Currently, the native Pipeline task in Databricks Jobs doesn't support dynamically mapping a job parameter directly to the execution's Full Refresh flag (it operates as a static option in the UI).
However, you can easily achieve this behavior by using a lightweight Python Notebook task as an orchestrator. By leveraging the Databricks SDK, you can read the job parameter at runtime and conditionally trigger the correct update mode via the API.
Here is how you can set it up:
Step 1: Create an Orchestrator Notebook
Create a simple notebook that will act as the trigger for your LakeFlow Connect pipeline. Use the following Python code:
from databricks.sdk import WorkspaceClient
import time
w = WorkspaceClient()
# 1. Define the widget to catch the job parameter (defaulting to "false")
dbutils.widgets.text("is_full_refresh", "false")
# 2. Retrieve and evaluate the parameter
is_full_refresh_param = dbutils.widgets.get("is_full_refresh").strip().lower()
run_full_refresh = is_full_refresh_param == "true"
# Replace with your actual pipeline ID
pipeline_id = "<your-lakeflow-pipeline-id>"
# 3. Start the pipeline update
print(f"Triggering pipeline {pipeline_id}. Full refresh: {run_full_refresh}")
update = w.pipelines.start_update(
pipeline_id=pipeline_id,
full_refresh=run_full_refresh
)
print(f"Update started successfully. Update ID: {update.update_id}")

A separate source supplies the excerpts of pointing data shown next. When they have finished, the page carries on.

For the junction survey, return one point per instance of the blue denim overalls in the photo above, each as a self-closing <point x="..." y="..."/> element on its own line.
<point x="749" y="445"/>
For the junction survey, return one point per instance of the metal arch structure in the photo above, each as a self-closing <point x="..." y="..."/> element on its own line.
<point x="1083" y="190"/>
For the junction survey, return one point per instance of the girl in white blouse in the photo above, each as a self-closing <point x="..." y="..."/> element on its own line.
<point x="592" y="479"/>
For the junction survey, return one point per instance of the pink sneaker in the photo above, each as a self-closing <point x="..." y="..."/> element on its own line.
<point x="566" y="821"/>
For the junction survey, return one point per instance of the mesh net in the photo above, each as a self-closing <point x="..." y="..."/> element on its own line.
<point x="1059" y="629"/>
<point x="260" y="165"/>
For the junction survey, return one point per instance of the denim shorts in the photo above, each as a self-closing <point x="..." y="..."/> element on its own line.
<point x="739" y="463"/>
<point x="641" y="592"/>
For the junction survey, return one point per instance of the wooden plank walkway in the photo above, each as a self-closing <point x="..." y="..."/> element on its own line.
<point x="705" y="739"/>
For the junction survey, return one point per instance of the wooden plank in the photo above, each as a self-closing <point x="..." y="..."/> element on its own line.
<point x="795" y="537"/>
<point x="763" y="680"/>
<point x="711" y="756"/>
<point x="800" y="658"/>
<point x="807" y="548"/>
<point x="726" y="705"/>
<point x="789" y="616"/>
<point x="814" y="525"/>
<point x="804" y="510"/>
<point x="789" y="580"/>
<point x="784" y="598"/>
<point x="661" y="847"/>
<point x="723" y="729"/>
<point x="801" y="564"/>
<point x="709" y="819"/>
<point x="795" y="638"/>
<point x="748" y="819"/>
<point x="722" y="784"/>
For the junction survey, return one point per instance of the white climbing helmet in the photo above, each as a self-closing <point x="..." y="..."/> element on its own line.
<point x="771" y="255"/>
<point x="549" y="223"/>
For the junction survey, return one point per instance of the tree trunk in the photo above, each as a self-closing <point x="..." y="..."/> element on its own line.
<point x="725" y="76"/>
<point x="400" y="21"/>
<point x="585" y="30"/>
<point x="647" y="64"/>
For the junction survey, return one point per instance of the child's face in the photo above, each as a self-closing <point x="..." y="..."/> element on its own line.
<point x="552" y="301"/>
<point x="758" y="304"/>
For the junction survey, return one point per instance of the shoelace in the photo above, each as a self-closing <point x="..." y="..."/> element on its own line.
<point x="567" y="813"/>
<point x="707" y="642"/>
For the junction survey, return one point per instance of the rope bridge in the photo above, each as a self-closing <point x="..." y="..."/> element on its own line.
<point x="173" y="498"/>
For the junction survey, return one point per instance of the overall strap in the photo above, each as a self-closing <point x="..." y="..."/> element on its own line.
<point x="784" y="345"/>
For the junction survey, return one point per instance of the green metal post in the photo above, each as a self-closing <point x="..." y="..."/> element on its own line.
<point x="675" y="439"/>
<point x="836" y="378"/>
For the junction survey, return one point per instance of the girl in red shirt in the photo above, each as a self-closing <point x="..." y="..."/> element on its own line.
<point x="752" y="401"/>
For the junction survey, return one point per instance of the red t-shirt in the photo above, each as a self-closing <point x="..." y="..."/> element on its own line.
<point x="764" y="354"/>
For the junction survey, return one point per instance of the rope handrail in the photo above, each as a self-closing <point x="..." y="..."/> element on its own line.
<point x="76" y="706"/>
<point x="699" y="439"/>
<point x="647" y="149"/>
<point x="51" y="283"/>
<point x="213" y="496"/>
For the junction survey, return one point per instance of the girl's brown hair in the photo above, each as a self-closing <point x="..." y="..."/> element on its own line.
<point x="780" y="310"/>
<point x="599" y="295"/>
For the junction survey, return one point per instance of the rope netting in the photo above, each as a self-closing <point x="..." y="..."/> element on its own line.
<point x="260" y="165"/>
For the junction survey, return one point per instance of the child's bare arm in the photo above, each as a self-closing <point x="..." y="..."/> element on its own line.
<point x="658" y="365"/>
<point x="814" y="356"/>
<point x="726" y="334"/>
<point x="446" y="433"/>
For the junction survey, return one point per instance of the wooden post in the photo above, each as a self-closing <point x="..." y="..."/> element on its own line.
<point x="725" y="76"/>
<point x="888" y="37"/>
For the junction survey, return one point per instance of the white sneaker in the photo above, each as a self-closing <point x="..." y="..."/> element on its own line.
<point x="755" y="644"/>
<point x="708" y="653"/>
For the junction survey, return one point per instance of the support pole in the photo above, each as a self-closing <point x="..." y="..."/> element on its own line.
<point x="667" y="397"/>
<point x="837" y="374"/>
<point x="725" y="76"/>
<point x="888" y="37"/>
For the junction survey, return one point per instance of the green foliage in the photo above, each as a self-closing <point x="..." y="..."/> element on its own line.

# Optional: Add a polling loop if you want the Job task to wait for the pipeline to finish
# before moving to the next task.
# ...
Step 2: Configure Your Job
Go to your Databricks Workflow and replace your native Pipeline task with a Notebook task pointing to the notebook you just created.
In the Parameters section of your Job or Task, add a key named is_full_refresh.
When you run the job with parameters, you can now pass the value "true" to force a full refresh, or "false" (or leave it as default) to perform your standard incremental ingestion.
Why this works: LakeFlow Connect pipelines are built on Delta Live Tables (DLT) architecture under the hood. The start_update method in the Databricks SDK natively interacts with the same API that the UI uses, giving you full programmatic control over the full_refresh boolean flag.